Nicolas Sarkozy à l'écoute des élus alsaciens

07/09/2007 à 13h07

STRASBOURG (Reuters) - Plusieurs élus alsaciens, invités à prendre leur petit déjeuner avec Nicolas Sarkozy à Strasbourg avant le conseil des ministres, sont apparus plus satisfaits de "l'écoute" du président que des décisions annoncées pour la région.

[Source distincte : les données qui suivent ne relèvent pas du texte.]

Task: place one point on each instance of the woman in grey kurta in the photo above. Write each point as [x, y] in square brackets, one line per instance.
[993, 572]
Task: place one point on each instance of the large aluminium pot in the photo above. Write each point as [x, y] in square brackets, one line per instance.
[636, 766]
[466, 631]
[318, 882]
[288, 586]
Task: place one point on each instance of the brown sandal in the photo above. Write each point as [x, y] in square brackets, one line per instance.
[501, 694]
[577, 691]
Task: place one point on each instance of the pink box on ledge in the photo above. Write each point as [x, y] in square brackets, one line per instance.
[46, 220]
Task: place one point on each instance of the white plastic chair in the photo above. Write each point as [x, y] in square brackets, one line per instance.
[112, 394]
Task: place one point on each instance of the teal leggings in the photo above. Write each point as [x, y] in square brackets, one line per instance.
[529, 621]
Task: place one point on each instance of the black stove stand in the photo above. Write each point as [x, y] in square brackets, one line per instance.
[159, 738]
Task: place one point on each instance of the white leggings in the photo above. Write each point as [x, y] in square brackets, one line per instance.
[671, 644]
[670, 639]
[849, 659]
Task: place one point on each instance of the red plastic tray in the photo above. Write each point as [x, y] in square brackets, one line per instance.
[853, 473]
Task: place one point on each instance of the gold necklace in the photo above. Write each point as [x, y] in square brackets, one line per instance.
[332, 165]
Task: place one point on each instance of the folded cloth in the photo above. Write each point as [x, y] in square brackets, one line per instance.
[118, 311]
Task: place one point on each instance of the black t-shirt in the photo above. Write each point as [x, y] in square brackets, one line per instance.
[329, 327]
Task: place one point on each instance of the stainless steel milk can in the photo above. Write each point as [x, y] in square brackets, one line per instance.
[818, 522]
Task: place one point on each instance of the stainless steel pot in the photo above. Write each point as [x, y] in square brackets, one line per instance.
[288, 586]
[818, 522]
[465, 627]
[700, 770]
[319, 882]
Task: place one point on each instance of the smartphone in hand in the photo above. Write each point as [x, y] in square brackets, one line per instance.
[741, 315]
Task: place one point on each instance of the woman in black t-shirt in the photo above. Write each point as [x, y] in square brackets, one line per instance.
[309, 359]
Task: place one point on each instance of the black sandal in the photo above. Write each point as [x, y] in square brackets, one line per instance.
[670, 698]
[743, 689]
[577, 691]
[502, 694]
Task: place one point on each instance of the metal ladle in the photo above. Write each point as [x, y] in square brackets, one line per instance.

"Sur le plan de l'échange, c'était vraiment satisfaisant. S'il nous promettait la lune, alors qu'on connaît l'état des finances, ça n'aurait pas été crédible. Il y a eu des attitudes d'ouverture, pas des attitudes frileuses", a résumé le président UMP du conseil régional, Adrien Zeller, en sortant de la préfecture.

Ce partisan d'une plus grande autonomie des régions se réjouit particulièrement de l'accord donné par le président pour la mise en place en Alsace, à titre expérimental, d'une "société régionale de participation au capital des entreprises". La Caisse des dépôts pourrait y jouer le premier rôle.

Le démarrage en 2010 des travaux de la seconde phase du TGV-Est, 106 kilomètres entre la Lorraine et Strasbourg, a également été confirmé.

C'est un recul par rapport aux promesses formulées par des gouvernements précédents et le plan de financement pour ce budget de 1,7 milliard d'euros n'est toujours pas arrêté, mais là n'est pas l'essentiel pour le maire UMP de Strasbourg Fabienne Keller.

"Que le président s'engage, c'est quelque chose de très fort", souligne-t-elle.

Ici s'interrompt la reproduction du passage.